O prazer do voo lhe afiou a visão; a familiaridade dos controles mantinha as mãos firmes. Ela ficava tão melhor aqui do que em qualquer uma das aulas tediosas do pai. Desperta. Viva.
A voz de Umun'arath retumbou nos ouvidos dela como uma baleia terrestre emergindo.
"Imagine Torobatl inteira como os pútridos pântanos funerais de Aark", disse ela. "Séculos imersa em lodo. Uma prova da conquista alheia."
Caiatl estreitou os olhos para o monitor da nave enquanto uma chama corrompida subitamente abriu um buraco no próprio céu, bem adiante…
"Há monstros nos limiares do nosso território que rasgariam nosso mundo e o virariam do avesso", continuou Umun em um grunhido. "Eles nada temem."
Caiatl sentiu um tranco; instabilidade nos reveladores, inclinação e arrasto do dano na cauda da nave. Ela tentou subir. Pelo buraco no céu emergiu uma bruxa: enorme, embuçada, gritando. Fogo esmeraldino surgiu-lhe das garras e espiralou para a nave de Caiatl, que estava impressionada demais pelos fogos de artifício para desviar.
Segundos antes das chamas engolirem a nave, Caiatl ouviu: "O que você teme, princesa?"

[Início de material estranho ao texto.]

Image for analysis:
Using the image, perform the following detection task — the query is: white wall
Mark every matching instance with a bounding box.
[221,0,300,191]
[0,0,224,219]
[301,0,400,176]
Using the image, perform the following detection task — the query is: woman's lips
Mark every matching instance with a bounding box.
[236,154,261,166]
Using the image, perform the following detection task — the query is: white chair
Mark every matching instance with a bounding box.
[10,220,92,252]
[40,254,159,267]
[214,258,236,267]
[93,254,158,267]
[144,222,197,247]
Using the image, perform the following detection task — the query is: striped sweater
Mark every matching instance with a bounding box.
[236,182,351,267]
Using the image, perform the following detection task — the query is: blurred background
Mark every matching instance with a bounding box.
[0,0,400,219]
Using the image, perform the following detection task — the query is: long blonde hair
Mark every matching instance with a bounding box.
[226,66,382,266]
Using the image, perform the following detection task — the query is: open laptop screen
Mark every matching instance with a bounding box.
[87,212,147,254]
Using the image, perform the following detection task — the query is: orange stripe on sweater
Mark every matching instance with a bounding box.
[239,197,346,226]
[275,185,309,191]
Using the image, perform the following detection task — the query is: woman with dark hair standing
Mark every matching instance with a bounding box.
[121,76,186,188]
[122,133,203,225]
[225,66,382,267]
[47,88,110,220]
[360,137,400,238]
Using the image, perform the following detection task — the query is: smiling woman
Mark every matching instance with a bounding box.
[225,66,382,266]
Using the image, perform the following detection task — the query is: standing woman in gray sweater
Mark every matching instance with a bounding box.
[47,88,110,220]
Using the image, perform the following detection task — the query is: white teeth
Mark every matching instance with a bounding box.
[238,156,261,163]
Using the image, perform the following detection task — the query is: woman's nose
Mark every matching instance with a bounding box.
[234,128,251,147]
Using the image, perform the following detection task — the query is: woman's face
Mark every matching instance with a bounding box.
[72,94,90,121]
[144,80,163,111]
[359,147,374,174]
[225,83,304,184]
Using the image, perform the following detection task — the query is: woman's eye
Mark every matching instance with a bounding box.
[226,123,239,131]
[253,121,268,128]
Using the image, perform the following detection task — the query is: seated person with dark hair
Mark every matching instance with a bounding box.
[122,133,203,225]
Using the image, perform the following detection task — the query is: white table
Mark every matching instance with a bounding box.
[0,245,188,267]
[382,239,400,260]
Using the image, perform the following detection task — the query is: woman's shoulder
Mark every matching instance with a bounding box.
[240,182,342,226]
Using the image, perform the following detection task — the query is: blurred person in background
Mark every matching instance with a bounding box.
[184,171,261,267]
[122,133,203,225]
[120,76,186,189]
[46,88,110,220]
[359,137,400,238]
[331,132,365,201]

Nessas câmaras de guerra, a morte simulada tinha a sensação de real. Pânico, dor, trevas. Consequências realistas para o fracasso. A câmara deixava o ocupante flutuando no vazio depois da derrota e, naquele nada, os minutos pareciam horas.
Quando a escuridão finalmente evaporou, Caiatl estava de pé na câmara vazia. Sozinha.

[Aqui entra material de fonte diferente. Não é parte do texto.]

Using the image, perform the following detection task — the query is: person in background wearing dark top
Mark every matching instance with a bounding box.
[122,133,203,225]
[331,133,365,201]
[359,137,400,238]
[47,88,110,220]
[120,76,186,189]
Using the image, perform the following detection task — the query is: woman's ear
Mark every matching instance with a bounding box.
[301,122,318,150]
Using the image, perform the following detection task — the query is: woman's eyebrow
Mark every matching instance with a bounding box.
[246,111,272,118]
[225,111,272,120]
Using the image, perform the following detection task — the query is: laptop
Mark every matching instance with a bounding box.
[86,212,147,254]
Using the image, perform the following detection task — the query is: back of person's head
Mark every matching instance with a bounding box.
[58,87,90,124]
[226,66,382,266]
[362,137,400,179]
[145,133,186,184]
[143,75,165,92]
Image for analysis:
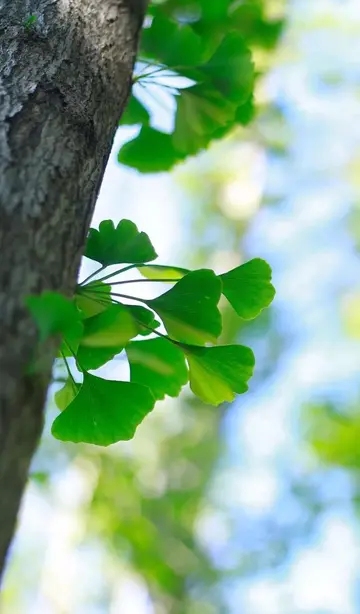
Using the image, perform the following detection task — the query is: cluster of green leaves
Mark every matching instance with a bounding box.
[27,220,275,446]
[118,0,281,173]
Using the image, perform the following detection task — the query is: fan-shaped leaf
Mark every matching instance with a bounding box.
[220,258,275,320]
[138,264,190,282]
[74,281,111,320]
[25,292,83,351]
[173,83,236,155]
[140,14,204,68]
[120,93,150,126]
[183,345,255,405]
[147,269,221,344]
[126,337,188,399]
[201,32,254,105]
[81,305,139,348]
[124,305,160,337]
[118,126,185,172]
[76,345,124,371]
[85,220,157,266]
[54,377,81,411]
[52,373,155,446]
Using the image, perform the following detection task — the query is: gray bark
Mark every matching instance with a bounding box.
[0,0,145,577]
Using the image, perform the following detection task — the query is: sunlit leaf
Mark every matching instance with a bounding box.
[140,14,203,68]
[25,292,83,351]
[220,258,275,320]
[183,345,255,405]
[120,93,150,126]
[173,84,236,155]
[138,264,189,281]
[52,373,155,446]
[81,305,138,348]
[201,32,254,105]
[54,377,81,411]
[126,337,188,399]
[147,269,221,344]
[85,220,157,266]
[76,344,124,371]
[118,126,185,172]
[74,281,111,319]
[125,305,160,337]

Umun emergiu e foi até ela. "Você morreu", declarou.
Caiatl manteve as costas retas e a voz firme, apesar do tremor no braço, um efeito colateral humilhante. "Morri."
"Você estava distraída", acusou Umun. "Eu vi você: olhando em volta como se estivesse num passeio pitoresco." Ela fez um gesto desdenhoso com a mão esquerda. "Mimada e mal-acostumada com histórias demais."
"Não falharei de novo", prometeu Caiatl.
"Errado", retrucou Umun'arath. "Você ainda morrerá muitas vezes se quiser viver." Ela pousou a mão com força no ombro de Caiatl. "Faça de novo."